辻仁成さんの作品です。
『離婚して10年、そして、私はようやく恋をした』
パリで暮らすシングルマザーのマリエ(孫あり)と、投資グループを主宰するアンリ(60歳越えのダンディー)との大人の恋愛小説。
フランス映画の少し独特な感じって分かりますかね、、アレを最初に感じて少し読みにくさを感じたのですが、パリ在住の辻さんならではのフランスの空気感や設定にすぐ夢中になってました。
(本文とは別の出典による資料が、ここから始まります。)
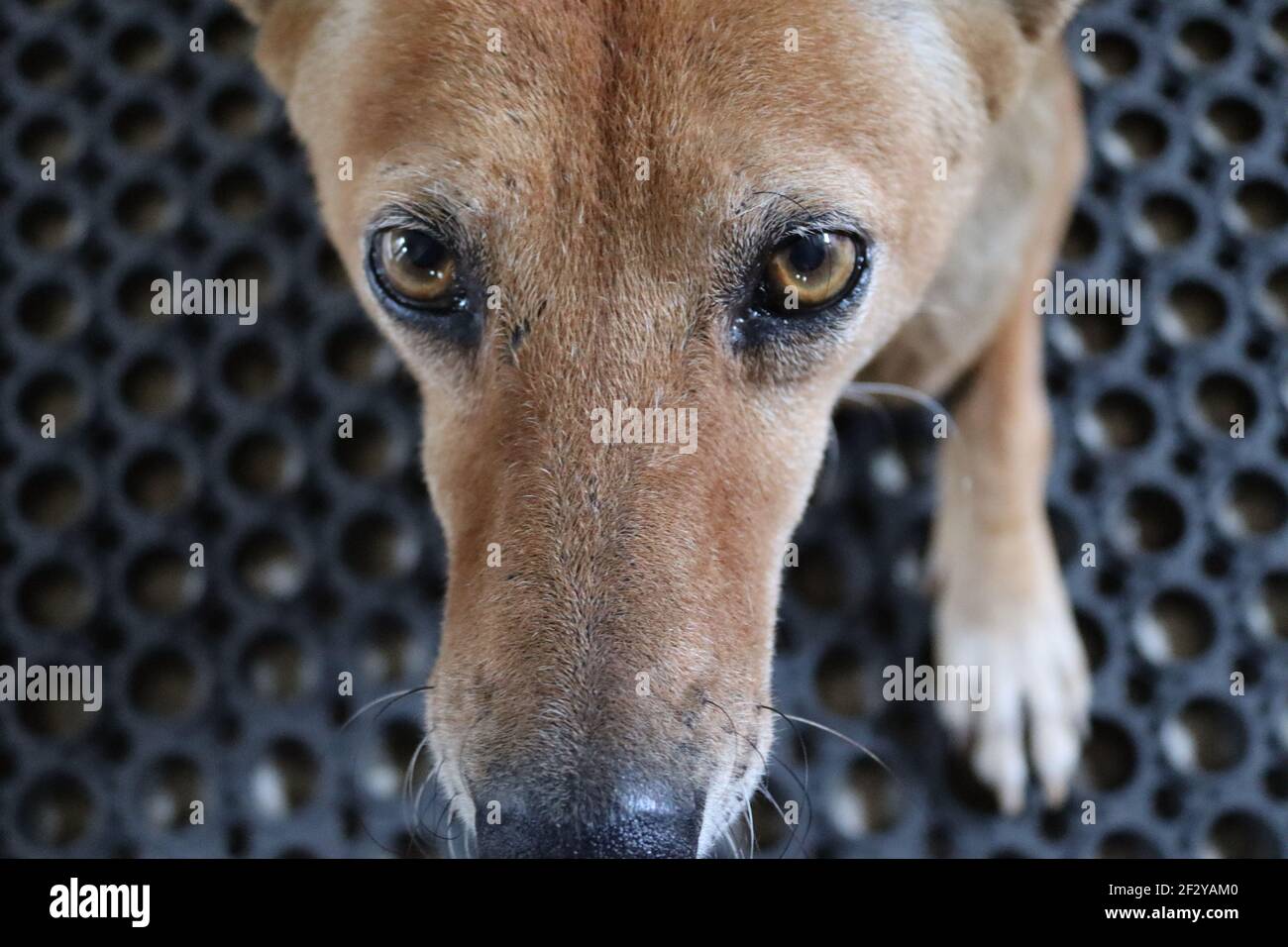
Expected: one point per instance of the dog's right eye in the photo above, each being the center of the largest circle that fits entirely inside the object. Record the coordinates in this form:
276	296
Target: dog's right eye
415	269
恋に夢中になって浮かれているマリエが、アンリの素性を怪しみだして不穏な雰囲気に、さらに自身がコロナに羅漢。
信じるに値する人なのか?自分の目を信じたい。葛藤。でも・・
こんなにも不穏な相手だったり、『信じる』にフォーカスした小説はなかなかないかも。
恋愛物は自分の価値観に当てはめて読んでしまう事が多いのだけど、これは当てはめようもないことが多くそういった点でも面白く読めました。
『恋は一時的な自己喪失状態を示し、愛は永遠なる自己中心主義の喪失を示す。もし、愛だったものが壊れて夫婦が別れたとする。それは信じていたものが愛ではなく恋だったというだけのことだ』
マリエが選んだ結末をぜひ読んで頂きたいです。海外の古い映画を見るような美しさのある物語でした。
大人の恋愛に興味のある方、恋と愛の違いが知りたい方、パリの空気に包まれたい方、2021年ならではの(コロナ禍)恋愛が気になる方、純愛が好きな方に特にオススメします。